We're broadly switching to synchronizing time with systemd's timesyncd
Every so often, simply writing an entry causes me to take a closer look
at something I hadn't paid much attention to before. I recently wrote
a series of entries on my switch from ntpd to chrony on my desktops and why we don't run NTP daemons but instead
synchronize time through a cron entry.
Our hourly crontab script for time synchronization dates back to at
least 2008 and perhaps as early as 2006 and our first Ubuntu 6.06
installs; we've been carrying it forward ever since without thinking
about it very much. In particular, we carried it forward into our
standard 16.04 installs. When we did this,
we didn't really pay attention to the fact that 16.04 is different
here, because 16.04 is systemd based and includes systemd's timesyncd
time synchronization system. Ubuntu installed and activated
systemd-timesyncd (with a stock setup that got time from
ntp.ubuntu.com), we installed our hourly crontab script, and nothing
exploded so we didn't really pay attention to any of this.
When I wrote my entries, they caused me to start actually noticing
systemd-timesyncd and paying some attention to it, which included
noticing that it was actually running and synchronizing the time
on our servers (which kind of invalidates my casual claim here that our servers were typically less than
a millisecond out in an hour, since that was based on
reports and I was assuming that there was no other time synchronization
going on). Coincidentally, one of my co-workers had also had timesyncd
come to his attention recently for reasons outside of the scope of
this entry.
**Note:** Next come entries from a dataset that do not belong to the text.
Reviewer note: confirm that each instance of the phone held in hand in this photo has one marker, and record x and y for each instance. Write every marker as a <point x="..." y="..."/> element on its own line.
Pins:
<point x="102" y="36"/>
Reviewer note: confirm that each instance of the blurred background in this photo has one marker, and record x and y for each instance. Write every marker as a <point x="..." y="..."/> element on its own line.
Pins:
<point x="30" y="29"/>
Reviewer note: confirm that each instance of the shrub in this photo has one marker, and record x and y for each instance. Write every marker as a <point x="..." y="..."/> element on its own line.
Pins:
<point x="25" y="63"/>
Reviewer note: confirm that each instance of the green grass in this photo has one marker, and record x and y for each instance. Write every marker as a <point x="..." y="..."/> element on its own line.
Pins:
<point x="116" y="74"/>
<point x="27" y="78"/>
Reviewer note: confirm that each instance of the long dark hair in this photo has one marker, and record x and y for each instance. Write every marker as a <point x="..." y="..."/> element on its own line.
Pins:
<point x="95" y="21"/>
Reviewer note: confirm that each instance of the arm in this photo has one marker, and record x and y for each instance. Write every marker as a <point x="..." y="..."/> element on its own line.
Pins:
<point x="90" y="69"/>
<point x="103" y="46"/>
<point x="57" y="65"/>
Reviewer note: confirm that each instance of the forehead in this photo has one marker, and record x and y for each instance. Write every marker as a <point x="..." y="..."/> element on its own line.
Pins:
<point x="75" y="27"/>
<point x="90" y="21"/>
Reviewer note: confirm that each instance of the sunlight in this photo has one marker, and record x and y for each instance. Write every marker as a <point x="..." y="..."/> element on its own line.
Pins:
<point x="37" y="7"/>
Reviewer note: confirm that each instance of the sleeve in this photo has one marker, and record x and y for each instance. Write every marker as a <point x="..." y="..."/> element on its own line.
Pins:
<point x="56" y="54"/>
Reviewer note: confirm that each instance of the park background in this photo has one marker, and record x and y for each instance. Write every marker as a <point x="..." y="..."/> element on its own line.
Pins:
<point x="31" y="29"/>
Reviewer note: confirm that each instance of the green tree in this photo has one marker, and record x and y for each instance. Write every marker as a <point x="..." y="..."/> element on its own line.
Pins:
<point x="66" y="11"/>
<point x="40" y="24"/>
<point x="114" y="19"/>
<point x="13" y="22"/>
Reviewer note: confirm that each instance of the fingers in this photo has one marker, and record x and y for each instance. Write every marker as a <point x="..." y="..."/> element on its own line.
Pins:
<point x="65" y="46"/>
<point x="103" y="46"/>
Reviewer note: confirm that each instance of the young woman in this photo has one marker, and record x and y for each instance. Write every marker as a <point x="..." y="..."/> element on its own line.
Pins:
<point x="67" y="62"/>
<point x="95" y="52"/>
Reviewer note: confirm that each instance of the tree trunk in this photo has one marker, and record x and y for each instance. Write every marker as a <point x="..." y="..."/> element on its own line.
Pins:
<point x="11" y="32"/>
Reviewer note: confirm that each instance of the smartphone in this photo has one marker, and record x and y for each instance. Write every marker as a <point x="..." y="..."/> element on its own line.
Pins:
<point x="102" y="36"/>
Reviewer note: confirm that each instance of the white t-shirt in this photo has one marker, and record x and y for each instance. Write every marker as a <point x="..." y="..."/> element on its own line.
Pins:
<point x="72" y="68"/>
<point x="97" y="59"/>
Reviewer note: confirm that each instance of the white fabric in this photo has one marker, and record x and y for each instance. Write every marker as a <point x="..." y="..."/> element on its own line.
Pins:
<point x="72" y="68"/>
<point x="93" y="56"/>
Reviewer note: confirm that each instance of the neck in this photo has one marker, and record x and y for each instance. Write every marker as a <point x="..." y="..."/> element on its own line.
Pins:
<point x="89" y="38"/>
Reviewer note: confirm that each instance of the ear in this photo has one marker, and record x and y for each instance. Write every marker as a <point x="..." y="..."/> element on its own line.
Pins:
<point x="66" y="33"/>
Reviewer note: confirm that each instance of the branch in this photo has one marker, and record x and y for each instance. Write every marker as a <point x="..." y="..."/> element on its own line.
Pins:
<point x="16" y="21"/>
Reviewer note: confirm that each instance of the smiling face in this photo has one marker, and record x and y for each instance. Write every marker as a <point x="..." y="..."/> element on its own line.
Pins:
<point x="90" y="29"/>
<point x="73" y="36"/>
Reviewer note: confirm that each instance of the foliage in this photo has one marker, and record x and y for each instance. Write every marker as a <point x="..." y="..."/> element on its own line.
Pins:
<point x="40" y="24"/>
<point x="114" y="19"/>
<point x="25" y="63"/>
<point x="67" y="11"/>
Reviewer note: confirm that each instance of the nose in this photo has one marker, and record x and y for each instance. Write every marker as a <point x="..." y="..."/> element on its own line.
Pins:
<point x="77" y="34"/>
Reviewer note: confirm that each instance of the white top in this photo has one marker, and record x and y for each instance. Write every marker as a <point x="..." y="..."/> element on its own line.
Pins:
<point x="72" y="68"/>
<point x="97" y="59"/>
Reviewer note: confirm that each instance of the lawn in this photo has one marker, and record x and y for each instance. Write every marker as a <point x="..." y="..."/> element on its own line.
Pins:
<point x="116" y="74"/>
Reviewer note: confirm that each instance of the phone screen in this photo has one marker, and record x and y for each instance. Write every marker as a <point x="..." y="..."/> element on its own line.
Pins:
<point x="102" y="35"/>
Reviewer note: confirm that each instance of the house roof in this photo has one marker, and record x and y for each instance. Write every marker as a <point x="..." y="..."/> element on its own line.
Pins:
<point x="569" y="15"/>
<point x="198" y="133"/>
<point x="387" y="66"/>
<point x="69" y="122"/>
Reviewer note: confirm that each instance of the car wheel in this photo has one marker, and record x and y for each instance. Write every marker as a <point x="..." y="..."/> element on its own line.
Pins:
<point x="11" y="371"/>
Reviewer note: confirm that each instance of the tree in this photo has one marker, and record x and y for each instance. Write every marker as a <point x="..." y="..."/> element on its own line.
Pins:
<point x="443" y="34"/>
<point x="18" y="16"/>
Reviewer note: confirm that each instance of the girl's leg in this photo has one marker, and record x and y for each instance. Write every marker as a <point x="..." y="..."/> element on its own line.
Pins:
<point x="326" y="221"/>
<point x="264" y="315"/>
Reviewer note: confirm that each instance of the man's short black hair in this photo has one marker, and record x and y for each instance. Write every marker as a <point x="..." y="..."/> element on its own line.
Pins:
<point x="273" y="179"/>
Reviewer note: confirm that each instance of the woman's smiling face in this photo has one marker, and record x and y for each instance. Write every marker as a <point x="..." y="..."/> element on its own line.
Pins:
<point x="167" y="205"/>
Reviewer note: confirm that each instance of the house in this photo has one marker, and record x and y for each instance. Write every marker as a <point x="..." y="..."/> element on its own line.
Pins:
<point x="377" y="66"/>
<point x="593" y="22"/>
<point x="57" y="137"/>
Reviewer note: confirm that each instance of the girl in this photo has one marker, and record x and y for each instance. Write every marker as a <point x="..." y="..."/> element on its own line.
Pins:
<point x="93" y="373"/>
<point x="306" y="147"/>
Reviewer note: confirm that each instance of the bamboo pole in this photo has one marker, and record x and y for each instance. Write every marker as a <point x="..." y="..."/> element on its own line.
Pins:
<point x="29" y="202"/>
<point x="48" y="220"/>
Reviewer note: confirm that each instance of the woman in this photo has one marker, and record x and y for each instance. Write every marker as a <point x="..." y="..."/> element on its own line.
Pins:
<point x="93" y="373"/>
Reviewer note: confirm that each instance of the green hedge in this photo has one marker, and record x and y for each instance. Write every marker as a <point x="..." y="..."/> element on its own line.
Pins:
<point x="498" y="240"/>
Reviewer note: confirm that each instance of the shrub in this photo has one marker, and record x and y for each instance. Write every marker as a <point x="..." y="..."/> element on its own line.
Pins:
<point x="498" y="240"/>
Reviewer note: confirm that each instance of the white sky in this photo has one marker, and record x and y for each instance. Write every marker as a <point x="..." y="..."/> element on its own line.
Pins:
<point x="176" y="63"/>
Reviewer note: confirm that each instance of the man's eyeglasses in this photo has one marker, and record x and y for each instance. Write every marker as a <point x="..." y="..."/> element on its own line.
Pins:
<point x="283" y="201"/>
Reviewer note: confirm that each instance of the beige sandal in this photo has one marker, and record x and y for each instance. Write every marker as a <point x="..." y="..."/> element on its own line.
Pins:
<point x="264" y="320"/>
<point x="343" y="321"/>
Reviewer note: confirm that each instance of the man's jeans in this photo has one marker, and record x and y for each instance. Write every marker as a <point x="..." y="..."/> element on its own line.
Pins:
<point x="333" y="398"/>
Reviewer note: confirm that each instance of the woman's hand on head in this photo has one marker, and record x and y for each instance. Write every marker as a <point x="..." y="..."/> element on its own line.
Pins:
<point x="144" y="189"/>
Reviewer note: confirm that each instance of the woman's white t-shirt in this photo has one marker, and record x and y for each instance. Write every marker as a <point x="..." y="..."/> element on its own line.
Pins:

With timesyncd temporarily in our awareness, my
co-workers and I talked over the whole issue and decided that doing
time synchronization the official 16.04 systemd way made the most
(Part of it is that we're likely to run into this issue on all future Linuxes we deal with, because systemd is everywhere. CentOS 7 appears to be just a bit too old to have timesyncd, but a future CentOS 8 very likely will, and of course Ubuntu 18.04 will and so on. We could fight city hall, but at a certain point it's less effort to go with the flow.)
In other words, we're switching over to officially using systemd-timesyncd. We were passively using it before without really realizing it since we didn't disable timesyncd, but now we're actively configuring it to use our time local servers instead of Ubuntu's and we're disabling and removing our hourly cron job. I guess we're now running NTP daemons on all our servers after all; not because we need them for any of the reasons I listed, but just because it's the easiest way.
(At the moment we're also using
/etc/default/ntpdate (from the Ubuntu
ntpdate package) to force an initial synchronization at boot time,
or technically when the interface comes up. We'll probably keep doing
this unless timesyncd picks up good explicit support for initially
force-setting the system time; when our machines boot and get on the
network, we want them to immediately jump their time to whatever we
currently think it is.)
The cost of memory access across a NUMA machine can (probably) matter
We recently had an interesting performance issue reported to us by a researcher here. We have a number of compute machines, none of them terribly recent; some of them are general access and some of them can be booked for exclusive usage. The researcher had a single-core job (I believe using R) that used 50 GB or more of RAM. They first did some computing on a general-access compute server with Xeon E5-2680s and 96 GB of RAM, then booked one of our other servers with Xeon X6550s and 256 GB of RAM to do more work on (possibly work that consumed significantly more RAM). Unfortunately they discovered that the server they'd booked was massively slower for their job, despite having much more memory.
We don't know for sure what was going on, but our leading theory is NUMA memory access effects because the two servers have significantly different NUMA memory hierarchies. In fact they are the two example servers from my entry on getting NUMA information from Linux. The general access server had two sockets for 48 GB of RAM per socket, while the bookable compute server with 256 GB of RAM had eight sockets and so only 32 GB of RAM per socket. To add to the pain, the high-memory server also appears to have a higher relative cost for access to the memory of almost all of the other sockets. So on the 256 GB machine, memory access was likely going to other NUMA nodes significantly more frequently and then being slower to boot.
Having said that, I just investigated and there's another difference; the 96 GB machine has DDR3 1600 MHz RAM, while the 256 GB machine has DDR3 RAM at 1333 Mhz (yes, they're old machines). This may well have contributed to any RAM-related slowdown and makes me glad that I checked; I don't usually even consider RAM module speeds, but if we think there's a RAM-related performance issue it's another thing to consider.
I found the whole experience to be interesting because it pointed out a blind spot in my usual thinking. Before the issue came up, I just assumed that a machine with more memory and more CPUs would be better, and if it wasn't better it would be because of CPU issues (here they're apparently generally comparable). That NUMA layout (and perhaps RAM speed) made the 'big' machine substantially worse was a surprise. I'm going to have to remember this for the future.
PS: The good news is that we had another two-socket E5-2680 machine with 256 GB that the researcher could use, and I believe they're happy with its performance. And with 128 GB of RAM per socket, they can fit even quite large R processes into a single socket's memory.